One of my favorite movies is devoted to this theme. Almost nobody has ever seen it. It starred Frank Sinatra:Johnny Concho (1956). I wish it were online. It is about a man who has carte blanche in a small town. He wins at card games. He doesn't have to work. He lives the good life. He lives the good life because his older brother, Red Concho, is a gunslinger. Red doesn't live in town. He rides around the West. The town likes it this way. The sheriff likes it this way. Johnny likes it this way.

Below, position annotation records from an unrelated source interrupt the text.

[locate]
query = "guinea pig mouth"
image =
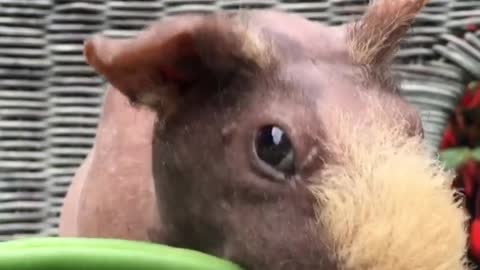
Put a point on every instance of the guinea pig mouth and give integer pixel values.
(385, 203)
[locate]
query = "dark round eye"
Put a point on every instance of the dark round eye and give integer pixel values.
(273, 147)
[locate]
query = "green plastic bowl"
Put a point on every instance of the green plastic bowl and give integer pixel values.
(54, 253)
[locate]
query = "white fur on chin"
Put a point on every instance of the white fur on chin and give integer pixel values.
(384, 203)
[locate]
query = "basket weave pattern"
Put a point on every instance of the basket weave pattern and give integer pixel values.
(50, 99)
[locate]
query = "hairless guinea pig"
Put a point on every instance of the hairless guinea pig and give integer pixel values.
(269, 140)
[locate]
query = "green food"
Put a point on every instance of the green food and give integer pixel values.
(52, 253)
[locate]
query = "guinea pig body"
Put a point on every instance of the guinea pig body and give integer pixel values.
(278, 143)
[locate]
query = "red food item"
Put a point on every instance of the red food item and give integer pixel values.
(471, 99)
(475, 239)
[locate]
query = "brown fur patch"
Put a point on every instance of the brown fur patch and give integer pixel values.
(384, 203)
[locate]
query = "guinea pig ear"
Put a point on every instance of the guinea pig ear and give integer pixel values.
(157, 67)
(375, 38)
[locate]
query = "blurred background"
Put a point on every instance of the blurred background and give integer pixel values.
(50, 99)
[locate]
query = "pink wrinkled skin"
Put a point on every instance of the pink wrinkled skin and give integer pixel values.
(120, 161)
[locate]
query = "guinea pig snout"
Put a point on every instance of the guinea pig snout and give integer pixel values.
(385, 203)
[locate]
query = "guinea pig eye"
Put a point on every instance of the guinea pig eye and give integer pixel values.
(273, 147)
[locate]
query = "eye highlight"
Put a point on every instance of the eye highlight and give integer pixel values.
(274, 148)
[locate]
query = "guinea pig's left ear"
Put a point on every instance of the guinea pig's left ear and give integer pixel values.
(161, 64)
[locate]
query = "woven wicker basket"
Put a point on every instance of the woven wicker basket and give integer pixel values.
(50, 99)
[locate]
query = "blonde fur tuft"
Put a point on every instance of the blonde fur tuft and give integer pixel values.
(374, 39)
(384, 203)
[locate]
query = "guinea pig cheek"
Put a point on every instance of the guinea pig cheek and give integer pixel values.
(384, 203)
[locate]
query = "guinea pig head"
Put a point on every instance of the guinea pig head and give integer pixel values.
(282, 143)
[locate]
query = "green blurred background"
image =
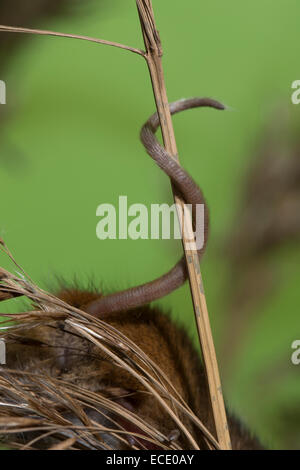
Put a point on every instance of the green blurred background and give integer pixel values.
(69, 142)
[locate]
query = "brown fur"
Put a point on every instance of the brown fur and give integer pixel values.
(167, 345)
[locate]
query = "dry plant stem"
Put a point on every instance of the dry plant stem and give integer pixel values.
(13, 29)
(153, 57)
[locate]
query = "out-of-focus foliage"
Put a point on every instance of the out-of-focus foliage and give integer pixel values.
(71, 143)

Then, one day, two gunslingers come to town. There is a leader, and there is a subordinate. They inform the town that they have killed Red Concho. They take over the town. Two bullies have eliminated one bully, and the town now suffers.

The town's redemption comes only when Johnny faces up to the two bullies. They pull their guns and begin to fire bullets into him. At that point, every man in town is lined up along Main Street. From windows, they start shooting the gunslingers. The town finally stands up for its rights. Concho represents them. But there is still going to be a sheriff. The town is armed, but there is always a representative of the town. This is part of the system of negative sanctions. Somebody has a badge. Somebody has a gun. But when people with badges and guns get out of hand, there are two ways of dealing with it. One is revolution, which is what the town imposed on the bullies in the movie. The other is the patient bearing of burdens, on the assumption that illegitimate civil government ultimately fails. All empires die. All empires run out of money. All empires run out of victims to extract wealth from.

You don't need a convoluted theory of the social contract to explain civil government. All you need to know is this: at some point, Scut Farkas is going to push someone too far.